Ideas for S2S with internet centralization

JoaoS · May 21, 2020, 4:32pm

Hi guys.

I would like the help of the experts.

I am planning a central structure for the internet navigation of the network, where I have the headquarters and the branch.

I would like to force all the internet output of the branch either through the headquarters. Without losing external access to the branch’s RB.

For this I am studying and analyzing which methods and tools I would use.

I wanted your opinion.

For now I think about closing an IPsec VPN between the two units and by mangle rules redirect navigation to the headquarters router.

That way, you would not lose access to RB from the outside for any maintenance emergency, without the need to change the default route and the ipsec vpn as it is perfect and safe.

However, I don’t know if this would be an intelligent use or better management. There may be other more dynamic vpn or routing protocols that would help me in the future to manage more branches.

My main idea is not to manage the branch office firewalls with too many rules, centralizing the navigation in a firewall that would allow me a single point of maintenance.

I thank you in advance for understanding and time for reading and help.

Forgive my English.

solar77 · May 22, 2020, 10:04am

your plan is do-able and might be easier than you think.
lets assume few things:
site A (HQ) and site B (Branch) both has static IP and good internet connection, not just download but also upload bandwidth as well. What is good? depending on your application.
also to do IPSec you need good performance on both routers on each site. what is good? depending on your application. but in general this is not the place you want to cut corners. you safe a penny here, it will cost you a pound in long term.

now the configuration
setup VPN with ipsec, you can search for tutorias for this

Also on site B router:
what you want is setup mangle rule for mark routing, mark winbox traffic first (as Winbox_traffic) , with no pass-through, then mark the rest (as Office_traffic, for example). so that you can add rules in your routing table (this is on the router at site B) for Winbox_traffic to goto your default internet gateway and only office_traffic to go through VPN connection.

hope this helps you.

JoaoS · May 22, 2020, 2:20pm

your plan is do-able and might be easier than you think.
lets assume few things:

site A (HQ) and site B (Branch) both has static IP and good internet connection, not just download but also upload bandwidth as well. What is good? depending on your application.

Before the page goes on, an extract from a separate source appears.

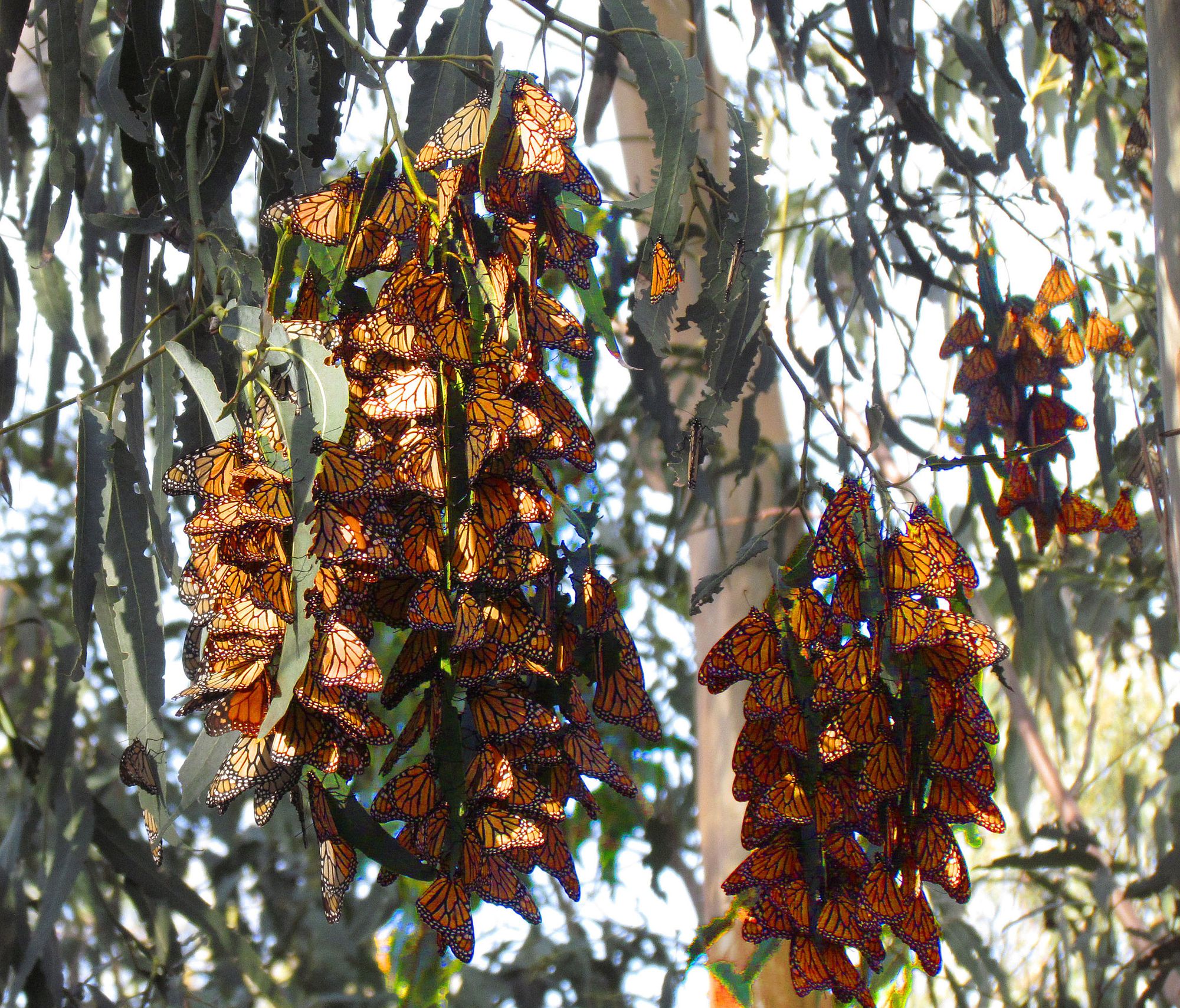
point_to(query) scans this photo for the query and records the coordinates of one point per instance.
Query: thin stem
(116, 380)
(375, 64)
(192, 169)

My application consumes little and runs on top of terminals. My links are good, my HQ has a 50Mbps link. The Branch will have 10Mbps. The branch will not have many users, it will have 5 or 6.

also to do IPSec you need good performance on both routers on each site. what is good? depending on your application. but in general this is not the place you want to cut corners. you safe a penny here, it will cost you a pound in long term.

I’m on Site A with RB1100AHx4 and on Site B I intend to use the RB760iGS, both of which I found to have support for IPsec HW, I believe this qualifies the good performance on VPN with less use of RB. I just don’t know if I only activate IPSEC that the hardware encryption will work, or do I need some extra steps?

now the configuration
setup VPN with ipsec, you can search for tutorias for this

Configuring IPsec I am already aware and in the lab I was able to reproduce

Also on site B router:
what you want is setup mangle rule for mark routing, mark winbox traffic first (as Winbox_traffic) , with no pass-through, then mark the rest (as Office_traffic, for example). so that you can add rules in your routing table (this is on the router at site B) for Winbox_traffic to goto your default internet gateway and only office_traffic to go through VPN connection.

In the laboratory, my mangle rules marked only the traffic on the B site network, I will review and apply it according to your suggestion. It’s more organized.
So the way I intend to apply is the best way? Can you imagine any other method of connecting and routing the internet from site B to A in another way?

hope this helps you.

It is helping a lot, thanks for your patience.

JoaoS · May 22, 2020, 3:55pm

where could i learn more about mangle? With examples.

solar77 · May 22, 2020, 6:00pm

what is the upload capacity at HQ? as this will also limit the download capacity for your Branch. assuming it’s more than 10 Mbps.
hardware looks fine to me but other experts feel free to comment.

as for mangle, you could look at
https://wiki.mikrotik.com/wiki/Per-Traffic_Load_Balancing#Step_3_-_Using_RouterOS.27s_Mangle_Tool_to_mark_specific_traffic

this would be a good starting point.

JoaoS · May 24, 2020, 3:06pm

Speeds are 50/50 and 10/10.

Thank you very much for sharing your knowledge.

I appreciate your time, you took my doubts. Now I must walk alone. Thankful.